This innovative research illustrates how the integration of machine learning techniques can not only predict emotional reactions to art but also provide plausible explanations, offering a glimpse into the potential for quantifying and understanding the complexities of aesthetic judgment and emotional responses in the artistic domain. Through ArtEmis, the fusion of aesthetics, qualia, and deep learning ushers in new possibilities for advancing human-computer interaction and enriching the artistic experience.

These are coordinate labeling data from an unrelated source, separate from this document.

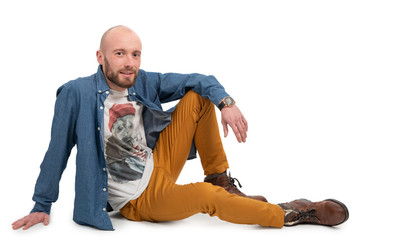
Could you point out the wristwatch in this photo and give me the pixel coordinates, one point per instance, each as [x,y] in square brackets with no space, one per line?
[226,102]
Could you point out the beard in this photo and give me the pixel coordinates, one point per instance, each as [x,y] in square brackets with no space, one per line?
[114,77]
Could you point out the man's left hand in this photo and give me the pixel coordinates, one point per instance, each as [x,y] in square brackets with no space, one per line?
[232,116]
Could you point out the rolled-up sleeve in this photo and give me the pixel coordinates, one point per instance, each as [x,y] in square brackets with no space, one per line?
[173,86]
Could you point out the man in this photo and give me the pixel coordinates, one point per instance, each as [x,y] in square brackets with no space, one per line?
[86,113]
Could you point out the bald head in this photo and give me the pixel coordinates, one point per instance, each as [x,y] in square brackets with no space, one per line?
[120,57]
[119,32]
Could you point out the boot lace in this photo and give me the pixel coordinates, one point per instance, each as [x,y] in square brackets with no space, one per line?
[306,216]
[233,180]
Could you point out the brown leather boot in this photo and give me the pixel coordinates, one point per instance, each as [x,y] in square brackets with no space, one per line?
[329,212]
[227,182]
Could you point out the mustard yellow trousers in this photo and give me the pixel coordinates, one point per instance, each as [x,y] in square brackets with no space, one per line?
[164,200]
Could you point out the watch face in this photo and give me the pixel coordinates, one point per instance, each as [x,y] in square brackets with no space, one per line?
[228,101]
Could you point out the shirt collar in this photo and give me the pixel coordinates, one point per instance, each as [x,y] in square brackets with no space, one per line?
[102,84]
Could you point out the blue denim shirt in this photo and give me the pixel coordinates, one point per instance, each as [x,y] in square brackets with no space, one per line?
[78,120]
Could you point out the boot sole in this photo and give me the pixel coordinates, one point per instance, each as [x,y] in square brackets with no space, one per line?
[343,206]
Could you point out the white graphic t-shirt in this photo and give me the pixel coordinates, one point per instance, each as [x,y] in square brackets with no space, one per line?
[129,160]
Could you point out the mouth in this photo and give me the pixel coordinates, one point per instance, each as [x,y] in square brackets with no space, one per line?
[126,73]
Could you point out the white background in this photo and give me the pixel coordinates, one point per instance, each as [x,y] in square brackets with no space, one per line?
[316,80]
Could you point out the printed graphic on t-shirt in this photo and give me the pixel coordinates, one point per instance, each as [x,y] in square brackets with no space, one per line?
[125,154]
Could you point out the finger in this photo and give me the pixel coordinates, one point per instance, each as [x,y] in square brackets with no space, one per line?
[243,133]
[18,224]
[245,123]
[28,225]
[46,220]
[236,132]
[225,129]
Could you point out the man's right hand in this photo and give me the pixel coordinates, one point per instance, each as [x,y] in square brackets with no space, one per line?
[31,219]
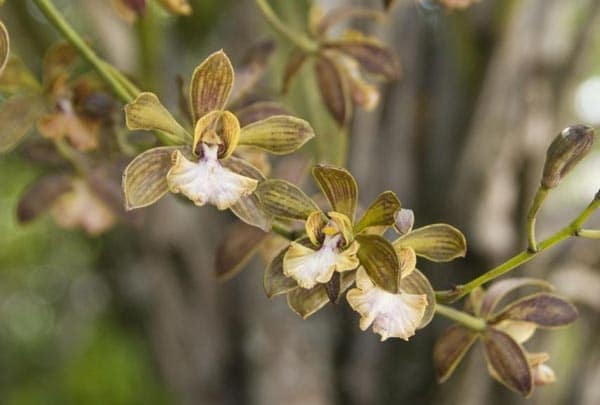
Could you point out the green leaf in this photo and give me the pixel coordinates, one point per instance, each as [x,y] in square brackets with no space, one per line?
[283,199]
[40,195]
[339,187]
[145,178]
[211,84]
[380,261]
[417,283]
[147,113]
[280,134]
[249,209]
[17,116]
[239,245]
[381,212]
[507,361]
[259,111]
[60,61]
[502,288]
[437,242]
[4,46]
[314,226]
[543,309]
[274,281]
[450,349]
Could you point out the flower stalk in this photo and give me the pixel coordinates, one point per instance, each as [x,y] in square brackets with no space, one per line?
[573,229]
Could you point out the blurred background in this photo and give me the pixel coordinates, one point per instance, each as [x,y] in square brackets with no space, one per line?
[136,316]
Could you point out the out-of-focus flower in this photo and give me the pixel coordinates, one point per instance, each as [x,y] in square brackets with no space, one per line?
[508,327]
[58,104]
[91,202]
[345,65]
[202,166]
[392,315]
[565,152]
[131,10]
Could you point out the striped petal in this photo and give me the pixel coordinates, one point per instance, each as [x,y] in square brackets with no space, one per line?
[309,267]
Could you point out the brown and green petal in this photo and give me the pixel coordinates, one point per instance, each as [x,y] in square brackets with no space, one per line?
[17,117]
[283,199]
[4,47]
[249,209]
[340,188]
[372,56]
[280,134]
[500,289]
[380,261]
[437,242]
[211,85]
[417,283]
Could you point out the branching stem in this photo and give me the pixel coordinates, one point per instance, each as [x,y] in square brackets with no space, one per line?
[538,201]
[573,229]
[56,18]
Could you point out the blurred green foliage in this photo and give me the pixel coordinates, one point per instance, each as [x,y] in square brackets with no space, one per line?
[59,341]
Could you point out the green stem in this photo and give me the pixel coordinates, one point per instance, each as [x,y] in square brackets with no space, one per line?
[572,229]
[71,155]
[298,39]
[471,322]
[55,18]
[589,233]
[538,201]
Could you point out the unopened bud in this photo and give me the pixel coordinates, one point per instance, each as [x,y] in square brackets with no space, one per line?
[565,151]
[404,221]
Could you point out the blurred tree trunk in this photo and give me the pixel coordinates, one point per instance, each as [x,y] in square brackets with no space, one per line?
[461,138]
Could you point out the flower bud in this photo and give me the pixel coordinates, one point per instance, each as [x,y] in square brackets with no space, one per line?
[565,151]
[404,220]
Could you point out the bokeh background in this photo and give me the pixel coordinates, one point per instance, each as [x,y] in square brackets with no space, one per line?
[137,316]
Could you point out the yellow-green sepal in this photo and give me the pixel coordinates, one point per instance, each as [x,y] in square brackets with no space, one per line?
[380,261]
[437,242]
[381,212]
[283,199]
[340,188]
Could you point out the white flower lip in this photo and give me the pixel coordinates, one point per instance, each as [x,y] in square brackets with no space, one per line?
[392,315]
[207,181]
[309,267]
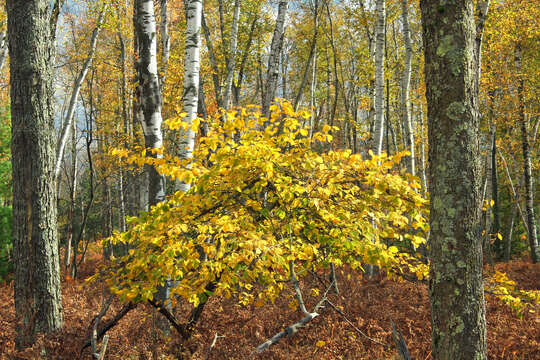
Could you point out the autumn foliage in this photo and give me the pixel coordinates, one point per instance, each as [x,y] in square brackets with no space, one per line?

The Artist(s) Meets The Machine: A Perspective

As artists, the integration of deep learning techniques into our creative process opens us up to exciting possibilities. These powerful tools offer us valuable insights into what our audience truly craves in our art, allowing us to fine-tune our artwork with precision.

In the end, embracing these technologies not only helps us connect more profoundly with our audience but also fuels our own artistic growth. We're no longer limited to the known, but rather we're inspired to reach new heights of expression.

As an artist, I am confronted with a profound question regarding using AI tools in my creative process. Undoubtedly, these tools hold tremendous potential for aspiring artists, providing invaluable assistance in honing their style and mastering fundamental elements like symmetry, perspective, and color theory.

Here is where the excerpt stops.